04.05.2011 | Arbeits- & Sozialrecht

Wegen Menschenrechtskonvention kann Kirchenmusiker 13 Jahre nach Kündigung wieder hoffen

Ein katholischer Kirchenmusiker kämpft noch 13 Jahre nach seiner Kündigung um die Rückkehr an seinen Arbeitsplatz. Rückenwind bekam er vom Menschenrechtsgerichtshof, der in der Kündigung wegen einer außerehelichen Beziehung eine Verletzung der Privatsphäre sah. Das LAG Düsseldorf prüft jetzt seinen Anspruch auf Wiederaufnahme des Verfahrens.
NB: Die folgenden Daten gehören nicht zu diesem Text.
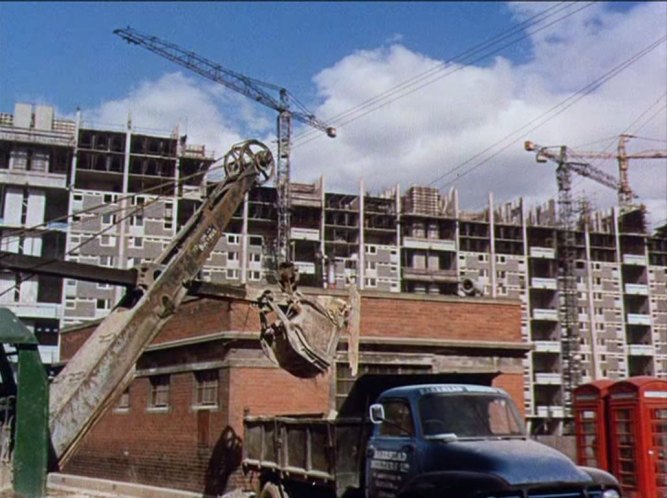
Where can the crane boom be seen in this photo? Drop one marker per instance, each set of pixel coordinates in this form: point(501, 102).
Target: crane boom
point(256, 90)
point(104, 365)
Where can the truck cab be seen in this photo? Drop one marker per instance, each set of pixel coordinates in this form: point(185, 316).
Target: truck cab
point(466, 441)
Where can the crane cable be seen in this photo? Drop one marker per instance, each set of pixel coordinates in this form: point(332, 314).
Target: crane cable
point(172, 183)
point(431, 76)
point(547, 115)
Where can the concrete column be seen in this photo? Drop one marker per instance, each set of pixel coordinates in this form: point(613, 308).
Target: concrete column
point(361, 269)
point(492, 247)
point(244, 240)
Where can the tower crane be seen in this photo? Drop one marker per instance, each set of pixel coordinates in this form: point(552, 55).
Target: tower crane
point(567, 282)
point(259, 91)
point(570, 161)
point(625, 193)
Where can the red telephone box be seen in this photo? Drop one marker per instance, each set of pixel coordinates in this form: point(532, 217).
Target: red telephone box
point(638, 430)
point(591, 426)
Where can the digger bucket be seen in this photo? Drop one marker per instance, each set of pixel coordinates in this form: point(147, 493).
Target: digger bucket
point(301, 334)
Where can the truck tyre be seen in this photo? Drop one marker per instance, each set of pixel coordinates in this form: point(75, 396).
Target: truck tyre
point(271, 490)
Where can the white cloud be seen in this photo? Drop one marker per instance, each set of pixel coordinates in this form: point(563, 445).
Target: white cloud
point(419, 138)
point(175, 100)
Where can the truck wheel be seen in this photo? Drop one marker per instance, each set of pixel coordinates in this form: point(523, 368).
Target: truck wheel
point(271, 490)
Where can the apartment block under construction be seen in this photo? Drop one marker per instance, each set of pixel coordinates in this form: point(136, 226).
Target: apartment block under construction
point(127, 191)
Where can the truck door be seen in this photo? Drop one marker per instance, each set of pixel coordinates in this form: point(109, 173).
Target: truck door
point(391, 458)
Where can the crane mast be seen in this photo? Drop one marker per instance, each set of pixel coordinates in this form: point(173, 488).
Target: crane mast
point(258, 91)
point(104, 365)
point(625, 193)
point(567, 255)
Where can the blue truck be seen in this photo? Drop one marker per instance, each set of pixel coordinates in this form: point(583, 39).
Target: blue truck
point(417, 441)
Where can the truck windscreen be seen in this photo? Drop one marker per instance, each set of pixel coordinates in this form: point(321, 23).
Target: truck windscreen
point(469, 415)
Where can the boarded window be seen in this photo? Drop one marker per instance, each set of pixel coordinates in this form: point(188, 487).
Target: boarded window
point(159, 397)
point(206, 388)
point(124, 401)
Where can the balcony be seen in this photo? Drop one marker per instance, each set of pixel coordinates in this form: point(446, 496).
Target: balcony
point(428, 275)
point(641, 350)
point(638, 319)
point(544, 283)
point(35, 310)
point(634, 259)
point(311, 234)
point(429, 244)
point(636, 289)
point(305, 267)
point(543, 252)
point(545, 314)
point(549, 379)
point(33, 178)
point(546, 346)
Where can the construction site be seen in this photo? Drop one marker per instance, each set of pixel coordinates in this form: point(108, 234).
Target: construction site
point(536, 300)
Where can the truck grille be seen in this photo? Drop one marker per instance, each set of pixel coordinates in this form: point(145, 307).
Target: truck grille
point(553, 494)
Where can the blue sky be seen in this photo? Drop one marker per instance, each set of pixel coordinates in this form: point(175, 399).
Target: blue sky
point(49, 49)
point(462, 127)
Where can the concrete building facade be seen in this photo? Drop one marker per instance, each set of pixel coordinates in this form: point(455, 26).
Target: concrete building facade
point(419, 241)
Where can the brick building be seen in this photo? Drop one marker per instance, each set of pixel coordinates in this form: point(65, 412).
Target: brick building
point(180, 424)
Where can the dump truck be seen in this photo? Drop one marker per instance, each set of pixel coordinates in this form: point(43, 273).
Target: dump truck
point(426, 441)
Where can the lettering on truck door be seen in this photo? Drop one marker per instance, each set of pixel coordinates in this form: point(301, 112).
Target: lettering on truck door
point(392, 452)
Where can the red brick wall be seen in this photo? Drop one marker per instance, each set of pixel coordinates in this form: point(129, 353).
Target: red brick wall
point(275, 392)
point(400, 316)
point(473, 320)
point(156, 447)
point(513, 384)
point(168, 448)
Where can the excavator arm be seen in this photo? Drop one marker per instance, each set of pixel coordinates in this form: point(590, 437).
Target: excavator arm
point(101, 370)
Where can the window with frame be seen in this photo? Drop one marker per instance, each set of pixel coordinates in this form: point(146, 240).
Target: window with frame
point(102, 304)
point(107, 241)
point(159, 394)
point(398, 419)
point(123, 403)
point(206, 388)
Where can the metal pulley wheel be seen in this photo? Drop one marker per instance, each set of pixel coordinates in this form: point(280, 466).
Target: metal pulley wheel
point(249, 154)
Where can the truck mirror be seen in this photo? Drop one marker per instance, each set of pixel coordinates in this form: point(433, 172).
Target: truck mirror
point(377, 413)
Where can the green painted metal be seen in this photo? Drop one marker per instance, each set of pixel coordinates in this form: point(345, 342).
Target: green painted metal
point(31, 448)
point(31, 437)
point(12, 331)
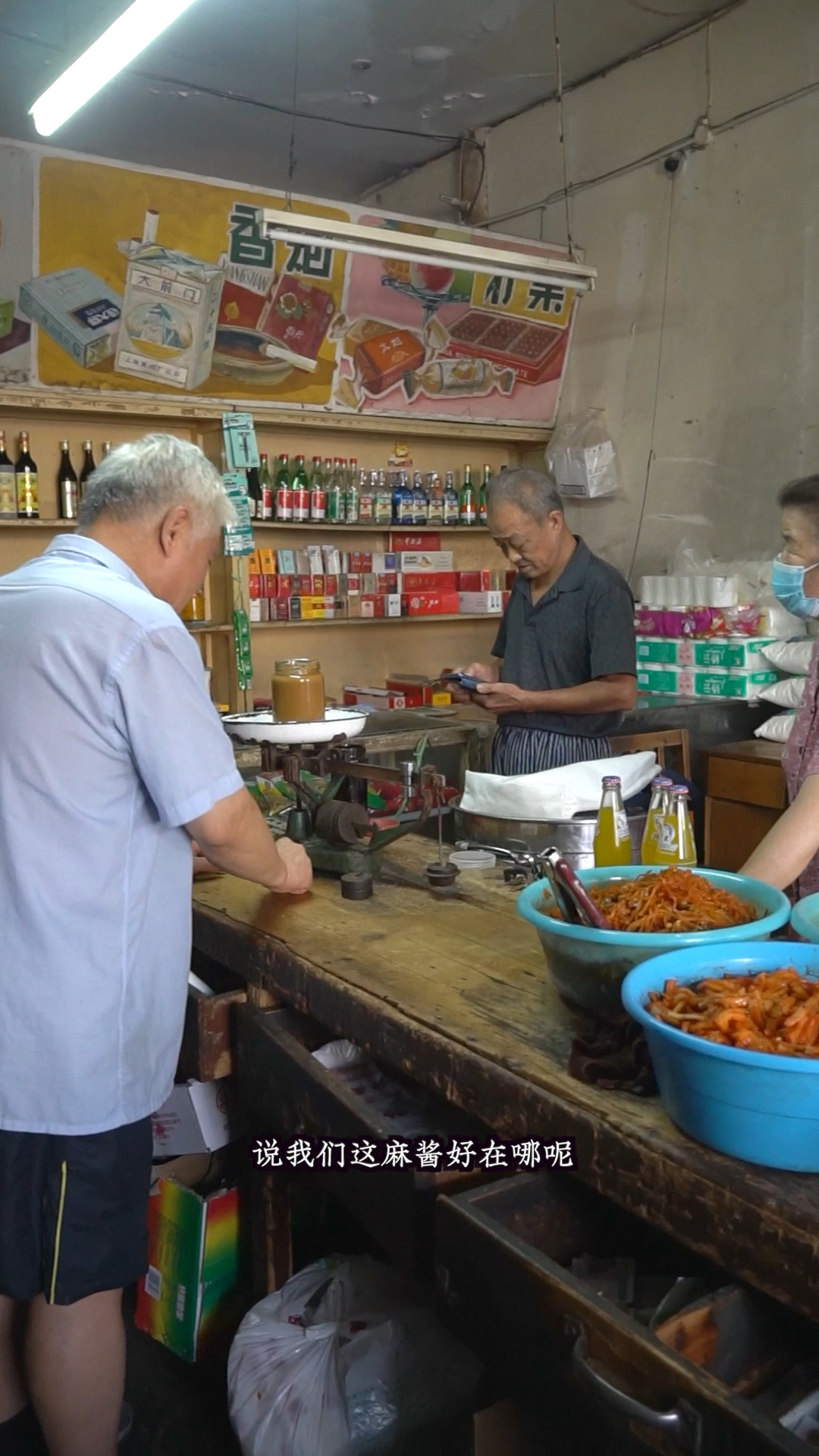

Die katholische Kirche hatte dem Musiker 1998 gekündigt, weil er sich von seiner Ehefrau getrennt hatte und vor der Scheidung eine außereheliche Beziehung eingegangen sein soll. Vor den deutschen Arbeitsgerichten hatte der Organist stets verloren. Dann lag sein Fall sieben Jahre lang beim Europäischen Gerichtshof für Menschenrechte - bis er dort im vergangenen Jahr gewann.

 

Menschenrechtsgerichtshof: Gegen das Recht auf Achtung der Privatsphäre verstoßen

Der Gerichtshof sah in diesem Fall die Menschenrechte des Klägers verletzt. So sei gegen Artikel 8 der Europäischen Menschenrechtskonvention, die Achtung des Privat- und Familienlebens, verstoßen worden.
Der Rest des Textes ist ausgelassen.